Thanks for educating me about Haman. After reading that, I think it may factor heavily into the character Chigurh (the creep). I'll have to read more on it.

I could write a lengthy essay about No Country. The Cohens left a lot of the work to the viewer to decode it.

The story is basically a clash of antithetical worlds -- one built on a Judeo/Christian tradition of morality, and one based on the amoral and animalistic valuation of power. The latter of course produces evil.

When Josh Brolin decides to take the case of money, he metaphorically opened a portal from the other world, and Chigurh is the demon that passed through it. Chigurh represents several concepts: Death, consequence, evil; but all that's important to remember is that he does not operate by the same logic or code as those who live in a good and moral world. He's an alien operating under an alien code. He doesn't understand us (i.e. the gas station scene), and we don't understand him.

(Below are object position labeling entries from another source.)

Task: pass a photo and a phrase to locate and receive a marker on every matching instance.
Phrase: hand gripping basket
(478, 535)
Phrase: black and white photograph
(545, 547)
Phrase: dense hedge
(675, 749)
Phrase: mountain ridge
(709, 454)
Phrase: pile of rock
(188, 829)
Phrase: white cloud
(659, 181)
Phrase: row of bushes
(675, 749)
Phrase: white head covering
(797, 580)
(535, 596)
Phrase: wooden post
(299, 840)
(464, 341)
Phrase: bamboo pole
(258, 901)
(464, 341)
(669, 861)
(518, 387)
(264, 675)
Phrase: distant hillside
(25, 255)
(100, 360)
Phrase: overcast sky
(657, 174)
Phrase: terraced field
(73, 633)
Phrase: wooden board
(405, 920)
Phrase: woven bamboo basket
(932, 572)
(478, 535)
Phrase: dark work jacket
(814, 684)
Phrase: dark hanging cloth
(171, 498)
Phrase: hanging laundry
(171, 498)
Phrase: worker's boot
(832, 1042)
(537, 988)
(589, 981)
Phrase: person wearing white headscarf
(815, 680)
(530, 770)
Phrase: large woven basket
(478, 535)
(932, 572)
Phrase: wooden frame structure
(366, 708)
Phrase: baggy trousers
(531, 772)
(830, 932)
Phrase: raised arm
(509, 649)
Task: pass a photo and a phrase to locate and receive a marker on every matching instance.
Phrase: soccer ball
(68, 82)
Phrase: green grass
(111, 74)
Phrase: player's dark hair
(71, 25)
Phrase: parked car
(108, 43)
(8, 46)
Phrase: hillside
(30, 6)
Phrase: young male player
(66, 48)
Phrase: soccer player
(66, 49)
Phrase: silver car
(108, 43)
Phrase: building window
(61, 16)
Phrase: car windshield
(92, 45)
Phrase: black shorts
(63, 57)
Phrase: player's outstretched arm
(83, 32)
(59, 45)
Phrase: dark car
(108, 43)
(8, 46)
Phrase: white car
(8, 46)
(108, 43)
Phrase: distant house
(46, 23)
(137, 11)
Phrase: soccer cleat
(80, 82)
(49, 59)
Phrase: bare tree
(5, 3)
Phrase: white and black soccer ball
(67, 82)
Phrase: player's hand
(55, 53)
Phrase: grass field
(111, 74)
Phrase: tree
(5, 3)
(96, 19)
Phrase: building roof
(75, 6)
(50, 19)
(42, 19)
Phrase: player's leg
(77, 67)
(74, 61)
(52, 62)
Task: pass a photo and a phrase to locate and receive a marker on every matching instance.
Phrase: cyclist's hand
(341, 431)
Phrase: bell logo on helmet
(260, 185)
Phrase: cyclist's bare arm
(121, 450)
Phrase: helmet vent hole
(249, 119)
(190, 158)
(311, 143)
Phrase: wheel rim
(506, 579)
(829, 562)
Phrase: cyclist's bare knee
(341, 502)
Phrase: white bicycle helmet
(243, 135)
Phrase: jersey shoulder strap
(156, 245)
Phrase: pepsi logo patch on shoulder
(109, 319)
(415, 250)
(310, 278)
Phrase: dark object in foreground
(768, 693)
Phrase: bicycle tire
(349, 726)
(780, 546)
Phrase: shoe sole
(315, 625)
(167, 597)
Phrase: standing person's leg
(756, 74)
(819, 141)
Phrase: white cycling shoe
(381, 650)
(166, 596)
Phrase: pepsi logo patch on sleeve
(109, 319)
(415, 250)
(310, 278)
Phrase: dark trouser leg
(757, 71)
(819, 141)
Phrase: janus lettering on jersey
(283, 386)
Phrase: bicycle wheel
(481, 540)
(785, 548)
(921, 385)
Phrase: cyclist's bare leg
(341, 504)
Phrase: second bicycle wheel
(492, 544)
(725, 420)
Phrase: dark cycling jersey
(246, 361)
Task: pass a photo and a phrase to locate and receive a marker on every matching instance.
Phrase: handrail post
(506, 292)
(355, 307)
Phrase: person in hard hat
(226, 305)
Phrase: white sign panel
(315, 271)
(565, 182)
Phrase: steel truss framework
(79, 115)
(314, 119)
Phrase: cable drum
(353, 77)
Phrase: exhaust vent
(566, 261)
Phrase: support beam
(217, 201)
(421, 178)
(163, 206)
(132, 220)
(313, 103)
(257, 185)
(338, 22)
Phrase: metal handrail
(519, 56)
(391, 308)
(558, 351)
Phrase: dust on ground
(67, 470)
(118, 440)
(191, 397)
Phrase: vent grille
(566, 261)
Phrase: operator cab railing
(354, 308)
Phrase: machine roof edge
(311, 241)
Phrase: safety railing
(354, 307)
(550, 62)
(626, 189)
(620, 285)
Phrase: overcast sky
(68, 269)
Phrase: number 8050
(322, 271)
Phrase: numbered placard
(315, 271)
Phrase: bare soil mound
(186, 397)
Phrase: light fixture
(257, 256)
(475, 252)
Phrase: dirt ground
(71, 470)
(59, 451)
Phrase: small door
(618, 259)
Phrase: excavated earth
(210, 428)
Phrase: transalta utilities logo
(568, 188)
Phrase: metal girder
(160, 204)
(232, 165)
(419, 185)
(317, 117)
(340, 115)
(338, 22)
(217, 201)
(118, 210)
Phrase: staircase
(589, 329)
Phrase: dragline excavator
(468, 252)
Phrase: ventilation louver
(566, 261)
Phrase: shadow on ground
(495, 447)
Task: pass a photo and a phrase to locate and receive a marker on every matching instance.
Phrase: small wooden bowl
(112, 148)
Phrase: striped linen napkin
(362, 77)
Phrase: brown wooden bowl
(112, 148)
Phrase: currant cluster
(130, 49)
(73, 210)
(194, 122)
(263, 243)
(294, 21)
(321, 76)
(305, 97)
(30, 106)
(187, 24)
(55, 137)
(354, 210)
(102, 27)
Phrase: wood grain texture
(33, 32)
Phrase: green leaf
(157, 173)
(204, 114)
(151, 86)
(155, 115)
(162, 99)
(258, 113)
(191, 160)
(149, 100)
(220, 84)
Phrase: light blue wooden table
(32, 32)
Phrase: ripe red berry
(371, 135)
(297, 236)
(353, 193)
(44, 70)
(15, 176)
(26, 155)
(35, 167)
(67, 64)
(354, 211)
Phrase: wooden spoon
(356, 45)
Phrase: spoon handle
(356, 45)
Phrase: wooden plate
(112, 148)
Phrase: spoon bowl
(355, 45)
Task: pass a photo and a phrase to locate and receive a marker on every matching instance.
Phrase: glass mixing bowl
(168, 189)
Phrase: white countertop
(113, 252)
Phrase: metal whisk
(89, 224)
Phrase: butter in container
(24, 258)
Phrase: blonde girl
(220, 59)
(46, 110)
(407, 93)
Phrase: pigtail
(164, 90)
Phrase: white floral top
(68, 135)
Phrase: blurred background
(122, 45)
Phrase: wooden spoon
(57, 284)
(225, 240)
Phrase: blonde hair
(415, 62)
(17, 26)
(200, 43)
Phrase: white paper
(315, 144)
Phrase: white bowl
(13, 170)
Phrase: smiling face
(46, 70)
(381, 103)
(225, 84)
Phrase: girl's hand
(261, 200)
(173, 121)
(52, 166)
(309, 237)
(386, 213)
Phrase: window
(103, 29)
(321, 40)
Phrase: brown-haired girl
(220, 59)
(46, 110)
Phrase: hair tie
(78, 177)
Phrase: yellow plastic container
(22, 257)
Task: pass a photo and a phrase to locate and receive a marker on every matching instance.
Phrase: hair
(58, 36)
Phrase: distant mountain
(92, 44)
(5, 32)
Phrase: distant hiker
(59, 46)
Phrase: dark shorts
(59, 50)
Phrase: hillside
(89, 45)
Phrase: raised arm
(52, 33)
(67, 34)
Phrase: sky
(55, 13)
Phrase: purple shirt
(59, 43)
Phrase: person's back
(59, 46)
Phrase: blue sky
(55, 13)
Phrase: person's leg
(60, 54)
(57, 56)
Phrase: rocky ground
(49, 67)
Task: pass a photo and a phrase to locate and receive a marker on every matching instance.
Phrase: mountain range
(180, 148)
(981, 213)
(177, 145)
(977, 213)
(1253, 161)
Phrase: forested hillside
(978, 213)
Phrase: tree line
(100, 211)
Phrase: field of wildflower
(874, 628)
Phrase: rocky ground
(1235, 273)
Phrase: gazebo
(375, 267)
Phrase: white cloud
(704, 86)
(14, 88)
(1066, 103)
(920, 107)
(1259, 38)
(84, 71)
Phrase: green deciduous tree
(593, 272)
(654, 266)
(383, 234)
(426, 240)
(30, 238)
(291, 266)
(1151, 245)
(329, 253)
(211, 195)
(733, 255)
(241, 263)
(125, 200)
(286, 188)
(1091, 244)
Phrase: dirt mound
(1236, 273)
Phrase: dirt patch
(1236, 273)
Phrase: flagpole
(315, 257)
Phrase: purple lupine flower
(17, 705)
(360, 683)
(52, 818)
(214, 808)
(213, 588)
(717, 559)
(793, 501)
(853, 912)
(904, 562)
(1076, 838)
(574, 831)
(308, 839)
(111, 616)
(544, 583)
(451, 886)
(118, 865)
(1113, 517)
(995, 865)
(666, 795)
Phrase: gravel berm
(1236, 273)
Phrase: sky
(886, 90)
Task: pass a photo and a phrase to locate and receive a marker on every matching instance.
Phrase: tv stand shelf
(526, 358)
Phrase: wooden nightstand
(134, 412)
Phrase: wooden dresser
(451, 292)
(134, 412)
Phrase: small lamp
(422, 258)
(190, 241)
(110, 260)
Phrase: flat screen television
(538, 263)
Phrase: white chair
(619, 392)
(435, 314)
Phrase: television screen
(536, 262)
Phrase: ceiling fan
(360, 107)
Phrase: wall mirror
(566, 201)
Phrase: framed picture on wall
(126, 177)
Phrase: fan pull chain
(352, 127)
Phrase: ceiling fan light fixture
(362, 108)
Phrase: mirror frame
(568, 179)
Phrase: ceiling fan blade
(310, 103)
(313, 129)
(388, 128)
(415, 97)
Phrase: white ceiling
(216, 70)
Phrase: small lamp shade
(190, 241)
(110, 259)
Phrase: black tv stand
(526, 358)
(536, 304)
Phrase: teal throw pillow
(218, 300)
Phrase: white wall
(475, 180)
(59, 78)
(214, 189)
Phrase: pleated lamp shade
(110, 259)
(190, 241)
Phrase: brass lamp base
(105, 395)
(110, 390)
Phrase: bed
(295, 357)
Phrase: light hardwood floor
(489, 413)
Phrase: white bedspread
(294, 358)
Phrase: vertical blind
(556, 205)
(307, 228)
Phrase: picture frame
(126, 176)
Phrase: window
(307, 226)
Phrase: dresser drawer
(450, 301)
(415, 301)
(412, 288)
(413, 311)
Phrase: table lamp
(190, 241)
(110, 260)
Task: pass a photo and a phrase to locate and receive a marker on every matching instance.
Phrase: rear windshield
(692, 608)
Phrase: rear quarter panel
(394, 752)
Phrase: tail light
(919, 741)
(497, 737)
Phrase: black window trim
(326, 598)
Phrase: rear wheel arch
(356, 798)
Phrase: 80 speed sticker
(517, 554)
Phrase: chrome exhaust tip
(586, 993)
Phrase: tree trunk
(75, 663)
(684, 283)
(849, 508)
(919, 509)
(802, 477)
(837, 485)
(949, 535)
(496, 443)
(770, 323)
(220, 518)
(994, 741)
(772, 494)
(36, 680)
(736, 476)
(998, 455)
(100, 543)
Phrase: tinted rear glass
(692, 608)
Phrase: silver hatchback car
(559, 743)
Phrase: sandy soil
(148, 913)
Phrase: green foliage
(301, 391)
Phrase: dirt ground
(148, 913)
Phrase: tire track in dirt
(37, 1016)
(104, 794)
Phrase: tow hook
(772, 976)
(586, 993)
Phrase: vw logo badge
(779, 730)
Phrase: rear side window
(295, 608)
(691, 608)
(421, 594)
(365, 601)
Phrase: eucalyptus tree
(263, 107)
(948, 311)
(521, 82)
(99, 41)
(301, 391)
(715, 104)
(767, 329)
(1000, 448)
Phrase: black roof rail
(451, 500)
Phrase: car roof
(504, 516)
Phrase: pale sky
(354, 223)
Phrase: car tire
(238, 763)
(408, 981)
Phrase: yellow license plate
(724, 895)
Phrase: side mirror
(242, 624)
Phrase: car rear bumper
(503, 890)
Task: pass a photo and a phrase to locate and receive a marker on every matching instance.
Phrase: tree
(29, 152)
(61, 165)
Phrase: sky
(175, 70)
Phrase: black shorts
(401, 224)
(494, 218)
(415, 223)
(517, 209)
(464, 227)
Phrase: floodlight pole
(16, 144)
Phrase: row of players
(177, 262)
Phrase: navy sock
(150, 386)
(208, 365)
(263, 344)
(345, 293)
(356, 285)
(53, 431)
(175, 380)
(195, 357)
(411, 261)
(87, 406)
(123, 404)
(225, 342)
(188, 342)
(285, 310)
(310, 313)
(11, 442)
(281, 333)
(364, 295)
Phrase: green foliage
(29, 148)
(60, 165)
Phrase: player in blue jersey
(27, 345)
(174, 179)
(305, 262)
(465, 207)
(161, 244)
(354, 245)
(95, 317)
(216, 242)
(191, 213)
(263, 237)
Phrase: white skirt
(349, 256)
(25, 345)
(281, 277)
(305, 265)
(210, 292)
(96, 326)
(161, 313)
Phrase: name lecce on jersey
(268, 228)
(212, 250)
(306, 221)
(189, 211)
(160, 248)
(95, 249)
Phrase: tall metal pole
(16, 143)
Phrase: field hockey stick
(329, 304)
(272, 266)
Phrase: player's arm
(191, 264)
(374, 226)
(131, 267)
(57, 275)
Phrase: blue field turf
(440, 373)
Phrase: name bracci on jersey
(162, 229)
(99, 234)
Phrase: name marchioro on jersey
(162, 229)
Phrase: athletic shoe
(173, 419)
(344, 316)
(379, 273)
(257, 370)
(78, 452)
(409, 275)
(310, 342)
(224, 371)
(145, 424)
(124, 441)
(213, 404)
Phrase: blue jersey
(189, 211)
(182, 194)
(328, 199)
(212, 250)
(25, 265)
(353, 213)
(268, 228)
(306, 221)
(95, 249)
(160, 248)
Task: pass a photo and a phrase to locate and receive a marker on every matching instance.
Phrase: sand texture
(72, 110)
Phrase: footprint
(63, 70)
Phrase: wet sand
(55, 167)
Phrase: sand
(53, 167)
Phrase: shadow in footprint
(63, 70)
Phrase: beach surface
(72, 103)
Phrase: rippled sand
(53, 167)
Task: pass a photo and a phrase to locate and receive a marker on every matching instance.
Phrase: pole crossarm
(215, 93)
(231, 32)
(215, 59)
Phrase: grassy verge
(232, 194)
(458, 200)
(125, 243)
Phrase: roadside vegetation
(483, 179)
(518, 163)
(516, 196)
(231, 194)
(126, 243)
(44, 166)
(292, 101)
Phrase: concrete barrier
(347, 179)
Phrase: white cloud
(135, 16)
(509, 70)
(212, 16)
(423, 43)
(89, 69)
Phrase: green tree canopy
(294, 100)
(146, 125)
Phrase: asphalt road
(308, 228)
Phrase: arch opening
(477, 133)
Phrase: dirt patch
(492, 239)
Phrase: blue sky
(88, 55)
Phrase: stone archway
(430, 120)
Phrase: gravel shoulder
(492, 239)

In a way he reminds me of Javert from Les Miserables. Javert's moral code was so rigid that it could not compute a complex scenario with conflicting logic. Javert's solution was to end his own life. Chigurh's solution was to accept chance as an escape path from those incomputable situations. Flipping the coin prevents his rigid logic from short circuiting.

So it's not important to understand Chigurh's principles or code, but to know they are rigid and based on a worldview that's so amoral it's alien. The alien nature of this amorality is what disturbs Tommy Lee Jones so deeply. By contrast, Jones doesn't need a code, he has lived his whole life like the dream he describes to his wife; he follows the torch light his father held high for him, and he rides toward it through the darkness. He -- like most of us -- doesn't need rules, just values.

I guess you could say Chigurh is one of those humans who misused his intellect.

Brolin represents a capable man who survives just fine in his own world, and maybe is strong enough to stand a chance against some of the vicious forces from the other side, but he's out of his depth against the more hardened elements from that world. Woody Harrelson plainly tells him this. The point of Brolin's story is to inform the viewer that even the strong among us have no business flirting with that side. The only solution is to keep it out entirely.

The Cohen's approach themes of morality like no one else in recent history, and I think No Country is the most challenging to interpret yet conveys the most severe statements. It also helps that so many scenes are beautifully shot. I need to watch it again soon.